CAPE MAY COURT HOUSE, NJ — The Cape May County Office of Emergency Management has begun the effort to update the Cape May County Hazard Mitigation Plan. This update is required every five years and is supported by a grant from the Federal Emergency Management Agency (FEMA). This update will be expanded to include new threats to the County, including flooding threats caused by climate change and sea-level rise.
“All 16 communities, along with other professionals and experts from our region, are involved in the massive update of this mitigation plan,” said Cape May County Emergency Management Director Martin Pagliughi. “The 2021 plan update will identify all hazards that threaten our County. Certainly this year everyone has learned when you think it won’t happen, it certainly will”.
The County’s initial plan approved four years ago has served as a model for other counties throughout the State of New Jersey. FEMA provided $125,000 in grant funding to the County update based on the overwhelming success of the initial plan. The plan will identify key actions to be taken to reduce or eliminate the long-term risk to human life and property from natural disasters such as floods, hurricanes, and winter storms; it will be expanded to include other natural and man-made hazards, including pandemics. A professional consultant, Tetra Tech, has been retained by the County to assist in putting this plan together.
The update of this plan allows the County and participating jurisdictions to continue to be eligible for future pre-disaster mitigation funding from FEMA. Since Hurricane Sandy, the County has secured over $15 million in grants through the Hazard Mitigation Grant Program, and Flood Mitigation Assistance, due to the existence of the comprehensive hazard mitigation plan.
“The creation of this plan will prepare the County and our 16 member communities for future risks,” said Freeholder Director Gerald Thornton. “We have trusted and valuable stakeholders invested in this plan to truly mitigate future risk from sea-level rise, climate change, storms, and other disasters that may impact our County.”

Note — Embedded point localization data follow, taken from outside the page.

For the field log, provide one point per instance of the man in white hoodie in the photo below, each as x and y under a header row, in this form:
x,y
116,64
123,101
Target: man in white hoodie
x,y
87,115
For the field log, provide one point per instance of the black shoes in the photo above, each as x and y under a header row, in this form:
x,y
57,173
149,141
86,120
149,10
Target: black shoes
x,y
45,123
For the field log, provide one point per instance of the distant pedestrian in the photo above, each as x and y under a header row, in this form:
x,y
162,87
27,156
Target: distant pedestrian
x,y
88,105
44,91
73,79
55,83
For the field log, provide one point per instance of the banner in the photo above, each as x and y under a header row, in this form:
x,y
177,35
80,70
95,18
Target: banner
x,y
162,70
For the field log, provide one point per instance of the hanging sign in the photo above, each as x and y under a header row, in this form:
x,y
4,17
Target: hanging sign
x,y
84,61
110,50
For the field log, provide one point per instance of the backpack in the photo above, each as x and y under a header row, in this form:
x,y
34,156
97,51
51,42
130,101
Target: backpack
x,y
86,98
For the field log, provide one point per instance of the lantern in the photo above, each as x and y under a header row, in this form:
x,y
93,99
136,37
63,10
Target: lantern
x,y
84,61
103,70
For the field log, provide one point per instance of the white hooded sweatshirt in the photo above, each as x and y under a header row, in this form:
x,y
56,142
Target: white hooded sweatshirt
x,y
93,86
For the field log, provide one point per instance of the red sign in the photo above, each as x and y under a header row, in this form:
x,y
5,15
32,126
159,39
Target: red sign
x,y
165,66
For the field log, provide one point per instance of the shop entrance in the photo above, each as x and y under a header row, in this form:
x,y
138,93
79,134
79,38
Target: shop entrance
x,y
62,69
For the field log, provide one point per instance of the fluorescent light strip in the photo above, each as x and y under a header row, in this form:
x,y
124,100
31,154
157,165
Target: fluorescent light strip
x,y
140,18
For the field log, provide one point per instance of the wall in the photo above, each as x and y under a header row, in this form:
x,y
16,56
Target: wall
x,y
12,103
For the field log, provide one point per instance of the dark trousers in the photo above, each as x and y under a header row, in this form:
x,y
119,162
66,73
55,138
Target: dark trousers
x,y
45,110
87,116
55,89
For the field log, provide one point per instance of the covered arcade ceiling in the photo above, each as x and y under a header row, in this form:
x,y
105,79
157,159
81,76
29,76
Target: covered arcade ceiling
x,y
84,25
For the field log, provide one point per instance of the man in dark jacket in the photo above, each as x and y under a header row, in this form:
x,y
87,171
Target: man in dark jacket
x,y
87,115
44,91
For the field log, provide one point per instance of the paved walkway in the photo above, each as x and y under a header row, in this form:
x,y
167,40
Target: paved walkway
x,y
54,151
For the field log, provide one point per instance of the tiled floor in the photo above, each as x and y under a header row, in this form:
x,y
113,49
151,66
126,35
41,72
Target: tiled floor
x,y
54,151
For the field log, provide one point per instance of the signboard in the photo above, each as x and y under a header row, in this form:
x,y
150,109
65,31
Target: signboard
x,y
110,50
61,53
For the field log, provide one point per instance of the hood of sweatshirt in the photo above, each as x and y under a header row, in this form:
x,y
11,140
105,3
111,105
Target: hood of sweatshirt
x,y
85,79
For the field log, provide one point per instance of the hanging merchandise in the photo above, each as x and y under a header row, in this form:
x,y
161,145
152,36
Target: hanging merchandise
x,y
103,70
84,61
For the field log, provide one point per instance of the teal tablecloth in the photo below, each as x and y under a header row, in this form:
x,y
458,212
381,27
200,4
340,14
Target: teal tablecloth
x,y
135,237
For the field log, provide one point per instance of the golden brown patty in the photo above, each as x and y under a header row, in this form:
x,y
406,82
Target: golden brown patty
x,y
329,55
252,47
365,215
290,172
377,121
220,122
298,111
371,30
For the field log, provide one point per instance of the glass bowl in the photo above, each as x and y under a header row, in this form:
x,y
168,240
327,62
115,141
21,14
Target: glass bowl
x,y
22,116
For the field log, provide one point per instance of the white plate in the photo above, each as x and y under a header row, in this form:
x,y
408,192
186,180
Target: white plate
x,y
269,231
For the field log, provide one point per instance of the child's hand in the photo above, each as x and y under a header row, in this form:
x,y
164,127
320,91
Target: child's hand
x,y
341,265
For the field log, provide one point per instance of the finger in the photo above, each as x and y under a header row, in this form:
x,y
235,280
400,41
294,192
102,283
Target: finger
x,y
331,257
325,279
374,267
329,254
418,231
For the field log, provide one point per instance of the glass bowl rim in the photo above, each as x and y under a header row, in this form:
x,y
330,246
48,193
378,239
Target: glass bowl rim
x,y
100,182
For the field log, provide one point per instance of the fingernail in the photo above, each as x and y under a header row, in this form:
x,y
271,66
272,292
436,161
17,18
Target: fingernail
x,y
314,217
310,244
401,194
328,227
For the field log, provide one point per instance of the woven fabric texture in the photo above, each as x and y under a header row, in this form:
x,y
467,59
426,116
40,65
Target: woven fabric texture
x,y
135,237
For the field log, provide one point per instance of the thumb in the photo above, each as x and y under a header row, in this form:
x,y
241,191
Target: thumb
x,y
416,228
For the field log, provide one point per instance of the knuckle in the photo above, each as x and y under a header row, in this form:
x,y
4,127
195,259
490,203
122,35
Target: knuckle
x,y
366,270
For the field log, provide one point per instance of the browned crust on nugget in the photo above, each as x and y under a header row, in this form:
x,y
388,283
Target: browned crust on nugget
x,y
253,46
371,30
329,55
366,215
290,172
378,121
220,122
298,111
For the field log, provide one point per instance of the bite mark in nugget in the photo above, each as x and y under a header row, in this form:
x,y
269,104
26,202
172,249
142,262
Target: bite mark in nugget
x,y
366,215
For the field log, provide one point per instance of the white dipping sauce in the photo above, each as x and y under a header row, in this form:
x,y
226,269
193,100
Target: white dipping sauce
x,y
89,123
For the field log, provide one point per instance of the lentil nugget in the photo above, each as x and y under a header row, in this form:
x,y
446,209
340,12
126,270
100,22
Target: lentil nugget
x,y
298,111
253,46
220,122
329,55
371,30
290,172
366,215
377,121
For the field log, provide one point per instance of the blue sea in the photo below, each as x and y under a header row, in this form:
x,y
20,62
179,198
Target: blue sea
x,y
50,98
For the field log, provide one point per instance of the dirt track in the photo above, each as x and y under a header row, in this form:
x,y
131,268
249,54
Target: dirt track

Additionally, participation in this plan assists our local municipalities in earning valuable points in FEMA’s Community Rating System. Participating municipalities who meet certain point thresholds can offer discounts on flood insurance premiums in their respective communities.
“Resiliency and the preparation for risks both known, and unknown, saves lives and protects property,” Pagliughi said. “The Cape May County Department of Emergency Management is proud to shepherd the update of this extensive plan for the benefit of every resident and property owner in Cape May County.”
A series of public meetings will be part of the plan development process. Information regarding the Hazard Mitigation Plan will be posted on the Cape May County HMP plan website at www.capemaycounty2020hmp.com.